Por otro lado, una secuencia especialmente estremecedora es aquella en la que los chabolistas esperan expectantes a que los viajeros del tren les echen algo de comida, recibiendo tan sólo una botella vacía lanzada con desprecio. La situación desesperada en la que se encuentran se ve reforzada por el desolador paisaje de frío y nieve y un silencio estremecedor, que sólo lo rompe el silbato del tren y su traqueteo, sumamente lento, al deslizarse por las vías.
Las miradas desempeñan en este filme un papel primordial. En ellas se revela la bondad inherente a los personajes, su inocencia, su humanidad. Al principio del filme el niño Totò (Gianni Branduani) observa con curiosidad cómo la leche hierve y, rebosando el cazo, cae al suelo formando un riachuelo blanco. Su madre, la anciana Lolotta (Emma Gramatica), llega a casa y da los buenos días. Al percatarse de lo ocurrido, lejos de reprender al niño, toma unas figuritas y construye alrededor del río un pueblecito. Totò, con sus grandes ojos que se comían la pantalla, mira con cariño a Lolotta, que le coge a de la mano y, riendo, salta con él de un lado al otro del río. La reacción más común de la madre habría sido reñir al niño, pero Lolotta, con su amor incondicional, convierte la situación en un juego. Éste es, sin duda, el momento más tierno del filme. Y cada vez que vuelvo a verlo no puedo evitar emocionarme.

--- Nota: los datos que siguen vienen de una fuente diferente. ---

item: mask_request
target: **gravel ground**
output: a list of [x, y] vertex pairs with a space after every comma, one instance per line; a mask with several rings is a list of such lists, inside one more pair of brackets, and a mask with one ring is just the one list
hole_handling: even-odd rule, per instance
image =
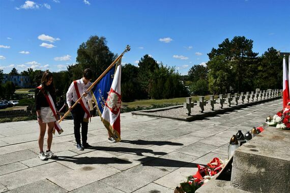
[[[250, 99], [250, 101], [251, 101], [251, 99]], [[256, 101], [255, 100], [254, 101]], [[235, 102], [231, 102], [231, 105], [235, 104]], [[244, 103], [247, 103], [246, 102], [246, 100], [244, 100]], [[239, 100], [238, 104], [242, 104], [242, 100]], [[227, 105], [226, 104], [223, 104], [223, 107], [227, 107]], [[216, 104], [214, 105], [214, 109], [219, 109], [220, 108], [219, 104]], [[205, 107], [205, 111], [209, 111], [212, 109], [212, 106], [209, 104], [207, 104]], [[159, 111], [157, 112], [154, 112], [154, 114], [157, 114], [158, 115], [170, 115], [170, 116], [187, 116], [187, 113], [188, 111], [186, 109], [184, 109], [183, 107], [181, 108], [178, 108], [176, 109], [171, 109], [169, 110], [166, 110], [164, 111]], [[196, 106], [196, 104], [194, 104], [194, 106], [193, 108], [191, 108], [191, 113], [190, 114], [191, 115], [199, 113], [200, 112], [200, 108], [199, 107]]]

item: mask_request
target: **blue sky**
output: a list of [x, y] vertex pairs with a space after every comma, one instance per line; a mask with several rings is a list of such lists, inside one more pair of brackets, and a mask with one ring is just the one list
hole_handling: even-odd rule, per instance
[[289, 0], [1, 0], [0, 69], [66, 70], [79, 45], [105, 37], [122, 62], [144, 54], [182, 75], [226, 38], [244, 36], [260, 55], [290, 52]]

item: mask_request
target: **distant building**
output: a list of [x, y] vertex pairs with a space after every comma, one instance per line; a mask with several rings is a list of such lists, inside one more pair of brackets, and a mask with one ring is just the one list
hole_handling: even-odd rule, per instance
[[31, 88], [32, 85], [30, 82], [30, 78], [28, 76], [10, 76], [8, 74], [3, 75], [3, 80], [2, 83], [5, 84], [7, 81], [12, 82], [15, 86], [20, 88]]

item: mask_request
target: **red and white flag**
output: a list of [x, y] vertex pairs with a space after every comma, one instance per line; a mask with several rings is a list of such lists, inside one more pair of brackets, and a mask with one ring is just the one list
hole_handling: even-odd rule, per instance
[[[120, 109], [121, 106], [121, 62], [119, 60], [113, 82], [102, 114], [103, 122], [109, 123], [109, 129], [116, 137], [116, 141], [121, 140]], [[105, 122], [104, 122], [105, 124]], [[106, 125], [106, 124], [105, 124]]]
[[283, 109], [287, 106], [289, 100], [288, 74], [285, 57], [283, 58]]

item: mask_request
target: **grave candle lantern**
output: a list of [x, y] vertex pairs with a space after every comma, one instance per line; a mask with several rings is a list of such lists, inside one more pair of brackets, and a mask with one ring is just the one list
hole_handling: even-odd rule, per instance
[[252, 139], [252, 135], [250, 133], [250, 132], [247, 132], [245, 134], [245, 139], [246, 140], [246, 141], [248, 141]]
[[252, 137], [256, 137], [258, 133], [257, 133], [257, 130], [256, 129], [255, 126], [253, 126], [253, 128], [252, 128], [252, 131], [251, 131], [251, 134], [252, 134]]
[[230, 140], [229, 141], [229, 144], [227, 147], [227, 157], [228, 159], [231, 157], [235, 152], [235, 150], [239, 147], [238, 139], [235, 135], [233, 135]]

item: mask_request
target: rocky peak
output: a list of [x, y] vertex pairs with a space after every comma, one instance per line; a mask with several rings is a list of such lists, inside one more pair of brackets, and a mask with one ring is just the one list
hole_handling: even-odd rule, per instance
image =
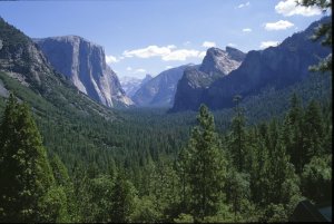
[[50, 64], [84, 94], [108, 107], [128, 106], [117, 75], [106, 64], [105, 50], [78, 36], [35, 39]]
[[232, 55], [219, 48], [209, 48], [206, 51], [199, 70], [210, 76], [226, 76], [237, 69], [242, 64], [240, 55], [236, 49], [228, 50]]
[[232, 48], [232, 47], [226, 47], [225, 51], [227, 52], [227, 55], [236, 61], [243, 61], [246, 57], [246, 53], [244, 53], [243, 51], [236, 49], [236, 48]]

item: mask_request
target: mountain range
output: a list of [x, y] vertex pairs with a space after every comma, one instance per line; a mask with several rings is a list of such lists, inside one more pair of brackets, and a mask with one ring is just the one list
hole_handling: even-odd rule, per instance
[[144, 78], [120, 77], [119, 81], [127, 96], [132, 97], [136, 91], [150, 79], [153, 79], [151, 75], [147, 74]]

Lo que hace maravillosa a esta película es su humanidad, su ternura, su magia, su humor ingenioso y surrealista, su crítica sutil pero implacable. Retrato fiel de la vida miserable de los barrios de chabolas y su intento por superarla y alcanzar una vida digna. Con este filme De Sica no sólo nos muestra cómo deberíamos ser, sino en realidad cómo podríamos ser si tan sólo dijésemos más a menudo «buon giorno».